Очень красноречив «Роман в письмах». Он как бы прямо напрашивается на упрек: «где ж тут поэзия? Одна публицистика!». Тут уже почти стерта и без того весьма туманная грань между пушкинским художеством и пушкинским «нехудожеством» и обнаруживается во многом единая целевая направленность прозы. Особенно 8-й отрывок примечателен: в письмо Владимира прямо с незначительными сокращениями инкрустирована заметка Пушкина о памятнике Минину и Пожарскому, а также вставлены рассуждения об упадке «древних фамилий» и о подлинной «аристокрации». Их находим мы также и в отрывке «Несмотря на великие преимущества…». Несправедливо видеть в этом лишь сословную суетность.
Надо учитывать общую тенденцию, далеко не узко сословную, как мы стараемся показать. Уже в «Повестях Белкина» Пушкин пробует новый повествовательный «ключ», который прямо зависит от идейно-тематических изменений. Если в «Выстреле» рассказ Белкина по стилю не отличается от вставных рассказов Сильвио и графа, если, следовательно, самый рассказчик выступает лишь композиционной условностью, то в «Метели» или «Барышне-крестьянке» обнаруживается повышенная простота, подчеркнутая бесхитростностью повествования, как первое следствие отхода от «светской» темы и проблематики, приближения к миру более естественных и в этом смысле человечных связей. Безвременная смерть завершает искания Пушкина в области прозаического стиля «Капитанской дочкой». Под последними ее строками стоит дата: «19 октября 1836 года». Знаменательное совпадение: к этой дате приурочено и последнее обращение Пушкина к лицейской годовщине, упомянутое выше, в котором обнаруживается глубокая зрелость мысли о жизни. Не найдя удовлетворительного для себя решения идеала жизненного поведения в стиле «светских» повестей, поэт при обращении к замыслу подлинно народного звучания создает иной стилевой тон. Очень важно понять самое здесь трудное: каков этот тон?
И прежде всего: кто рассказывает нам повесть из времен пугачевщины? Очевидно, и для самого автора это очень важно: недаром Петруша Гринев рассказывает даже о том, что он и не видел, а знает лишь по преданию,— о поездке Маши в столицу. Вопрос о роли рассказчика довольно запутан, но некоторые отправные точки могут быть ясны с самого начала. Ясно, что Гринев — не «второе я» автора.
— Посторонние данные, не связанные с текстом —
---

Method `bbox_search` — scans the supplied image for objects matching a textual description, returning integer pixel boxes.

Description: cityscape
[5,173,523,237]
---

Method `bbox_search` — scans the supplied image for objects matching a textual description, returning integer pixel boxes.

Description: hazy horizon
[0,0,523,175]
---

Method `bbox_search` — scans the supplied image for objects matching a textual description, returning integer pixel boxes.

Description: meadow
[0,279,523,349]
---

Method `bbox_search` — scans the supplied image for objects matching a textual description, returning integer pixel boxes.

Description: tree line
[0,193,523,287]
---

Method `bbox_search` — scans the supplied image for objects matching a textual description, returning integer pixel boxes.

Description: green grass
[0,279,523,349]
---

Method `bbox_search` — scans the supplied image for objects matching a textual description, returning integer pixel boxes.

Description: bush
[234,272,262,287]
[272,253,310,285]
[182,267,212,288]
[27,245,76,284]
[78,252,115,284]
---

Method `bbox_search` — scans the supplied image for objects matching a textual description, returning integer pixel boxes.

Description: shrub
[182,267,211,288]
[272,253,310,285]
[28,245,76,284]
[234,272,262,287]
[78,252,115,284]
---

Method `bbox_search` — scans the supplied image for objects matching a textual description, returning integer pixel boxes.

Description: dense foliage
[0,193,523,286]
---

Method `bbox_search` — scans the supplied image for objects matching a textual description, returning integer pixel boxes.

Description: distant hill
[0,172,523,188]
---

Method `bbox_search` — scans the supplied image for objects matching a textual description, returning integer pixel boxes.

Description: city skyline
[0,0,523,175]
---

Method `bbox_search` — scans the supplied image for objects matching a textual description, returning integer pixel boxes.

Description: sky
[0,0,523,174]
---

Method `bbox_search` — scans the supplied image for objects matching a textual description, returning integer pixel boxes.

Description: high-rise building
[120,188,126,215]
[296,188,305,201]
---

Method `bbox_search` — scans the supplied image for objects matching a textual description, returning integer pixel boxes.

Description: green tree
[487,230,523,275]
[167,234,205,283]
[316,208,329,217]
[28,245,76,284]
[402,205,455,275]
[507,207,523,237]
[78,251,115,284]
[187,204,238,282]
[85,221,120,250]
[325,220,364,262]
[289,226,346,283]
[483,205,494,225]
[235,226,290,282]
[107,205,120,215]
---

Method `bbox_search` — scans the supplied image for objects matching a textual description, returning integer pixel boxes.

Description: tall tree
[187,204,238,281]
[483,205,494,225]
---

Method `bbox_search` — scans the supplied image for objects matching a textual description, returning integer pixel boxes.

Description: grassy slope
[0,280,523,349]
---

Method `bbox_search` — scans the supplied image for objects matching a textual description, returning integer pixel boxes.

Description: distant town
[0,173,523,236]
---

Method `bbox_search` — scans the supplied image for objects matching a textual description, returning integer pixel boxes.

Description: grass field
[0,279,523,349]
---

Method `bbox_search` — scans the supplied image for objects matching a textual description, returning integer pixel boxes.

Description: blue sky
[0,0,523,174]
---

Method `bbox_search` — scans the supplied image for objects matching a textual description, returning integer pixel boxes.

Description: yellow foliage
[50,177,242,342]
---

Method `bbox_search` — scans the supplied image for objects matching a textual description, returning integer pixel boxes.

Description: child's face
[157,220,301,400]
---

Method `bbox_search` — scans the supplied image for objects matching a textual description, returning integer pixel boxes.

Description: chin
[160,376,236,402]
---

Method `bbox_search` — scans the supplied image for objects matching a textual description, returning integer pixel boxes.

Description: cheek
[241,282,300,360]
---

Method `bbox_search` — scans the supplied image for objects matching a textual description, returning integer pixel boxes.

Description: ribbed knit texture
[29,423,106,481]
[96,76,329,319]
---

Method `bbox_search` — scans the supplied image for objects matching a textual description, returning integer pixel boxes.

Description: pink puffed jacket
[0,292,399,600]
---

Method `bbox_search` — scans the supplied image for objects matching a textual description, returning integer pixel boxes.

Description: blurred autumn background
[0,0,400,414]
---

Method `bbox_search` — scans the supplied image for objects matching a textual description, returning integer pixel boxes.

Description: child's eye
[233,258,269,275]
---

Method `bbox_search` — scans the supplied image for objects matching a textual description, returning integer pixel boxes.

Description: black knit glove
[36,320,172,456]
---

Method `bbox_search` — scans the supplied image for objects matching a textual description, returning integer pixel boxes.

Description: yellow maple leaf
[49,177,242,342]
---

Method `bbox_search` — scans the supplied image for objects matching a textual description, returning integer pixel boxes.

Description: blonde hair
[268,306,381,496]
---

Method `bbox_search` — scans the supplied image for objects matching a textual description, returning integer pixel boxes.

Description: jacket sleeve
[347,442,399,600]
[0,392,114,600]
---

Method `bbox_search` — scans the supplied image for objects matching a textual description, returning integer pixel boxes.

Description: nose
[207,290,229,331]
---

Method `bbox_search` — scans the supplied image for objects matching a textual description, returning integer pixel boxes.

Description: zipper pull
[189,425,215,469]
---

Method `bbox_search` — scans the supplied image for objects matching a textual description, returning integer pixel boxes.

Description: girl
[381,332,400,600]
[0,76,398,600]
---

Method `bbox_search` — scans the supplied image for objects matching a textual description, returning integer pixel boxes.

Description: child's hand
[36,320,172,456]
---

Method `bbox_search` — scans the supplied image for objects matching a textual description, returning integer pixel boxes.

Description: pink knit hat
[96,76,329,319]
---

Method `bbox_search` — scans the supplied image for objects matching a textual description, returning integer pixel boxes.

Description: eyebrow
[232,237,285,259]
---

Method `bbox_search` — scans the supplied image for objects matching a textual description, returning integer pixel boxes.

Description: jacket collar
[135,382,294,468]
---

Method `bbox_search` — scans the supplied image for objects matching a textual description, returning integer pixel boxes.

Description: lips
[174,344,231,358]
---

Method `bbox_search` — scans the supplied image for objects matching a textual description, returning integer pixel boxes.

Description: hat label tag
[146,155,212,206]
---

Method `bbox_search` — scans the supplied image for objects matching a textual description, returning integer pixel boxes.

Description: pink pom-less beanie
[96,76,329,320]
Равным образом ясно, что собственно пушкинский взгляд не начисто заслонен условным «гриневским» восприятием явлений жизни, что это все же Пушкин говорит о них, а не постороннее и вполне чуждое ему лицо.
И, наконец, ясно, что мало чему помогает такой, приблизительно, путь рассуждений: предвидя цензурные затруднения, «автор как бы прячется за рассказчиком, снимая с себя, таким образом, ответственность за освещение событий», поэтому все не устраивающие нас суждения о «русском бунте» о жестокости «злодея», о благородстве императрицы и т. п. мы относим прямо к социальной психологии Гринева, а мысли о красоте человека из народа, отважного повстанца, о душевной отзывчивости простых русских людей и т. п. мы относим прямо к мироощущению поэта.
Подобное расслоение единого художественного мира повести на сферы собственно пушкинскую и собственно «гриневскую» неверно теоретически (произведение — не механический состав частей)и неплодотворно практически. Разобраться в этом вопросе помогает подход со стороны стиля, прежде всего со стороны тех содержательных задач, которые Пушкин стремился решать в стиле прозы. А кроме того, «Капитанская дочка» сама в свою очередь помогает понять важные особенности и перспективные возможности пушкинского стиля.